Another argument against Malala that has been put forward by the conservative segments of Pakistan society deals with how a number of other young Pakistanis have died in suicide bombings, mass violence, and facing other barbaric acts of violence while she ran away to have a privileged life. Nothing can be more sickening than having an opinion that equates nationalism with the death of innocent young lives and condemns survivors and denigrates their achievements.

Hatred against Malala should not come as a surprise in a country where national narratives are fueled by conspiracy theorists. Pakistan is a state where young children are taught to hate their fellow citizens because of their distinctive ethnic, ideological, cultural, and social backgrounds.

It’s a state where mainstream narratives are shaped in an environment that only promotes hatred, bigotry, paranoia, and objectifies women by reducing them to objects of possession. Dr. Abdus Salam, Pakistan’s first Nobel Laureate, was forced to leave the country because his countrymen thought his Ahmadi faith coupled with his accomplishments, which were termed an act of “conspiracy” too, threatened Islam and Pakistani nationalism. Above all, one should not be surprised about the outpouring of hatred toward a young girl in this country, whose founding fathers’ vision of a progressive, pluralistic, and democratic state has virtually no public support today.
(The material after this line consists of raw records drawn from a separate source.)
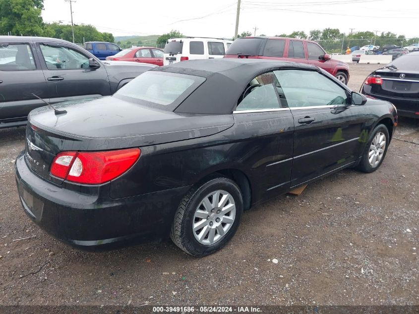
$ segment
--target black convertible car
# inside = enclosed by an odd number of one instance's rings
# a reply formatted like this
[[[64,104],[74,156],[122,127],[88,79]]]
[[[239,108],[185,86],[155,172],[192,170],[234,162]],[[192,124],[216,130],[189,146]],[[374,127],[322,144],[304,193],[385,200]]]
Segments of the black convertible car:
[[[313,65],[181,62],[113,96],[32,111],[16,182],[26,214],[73,246],[170,234],[204,256],[252,205],[347,167],[377,169],[397,119]]]
[[[371,73],[360,91],[391,101],[401,116],[419,119],[419,52],[402,56]]]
Pakistanis hating Malala have never questioned the state’s policies that have mainstreamed violent attitudes in the country. Moreover they have never questioned with same vigor that why the state has failed to provide basic security, healthcare, good education, and, above all, an environment where diversity and acceptance proliferates rather than conservatism and hatred. Clearly, Pakistan’s mainstream narrative, which condemns Malala and a number of other true heroes that project the pluralistic and soft vision of the country’s founding fathers, is blindsided by the state’s decade’s long policies that only fuel radical attitudes and ideologies.

While the overall security situation of Pakistan has improved to a great extent over the last few years, the state still has a long way to go before the country becomes free of hatred and fanaticism. Addressing her critics and people who call her a Western agent, Malala in an interview said it best:

I don’t understand why they oppose me… I love Pakistan and I want a better future for this country… my focus is only working for the good, I do not even look at these comments.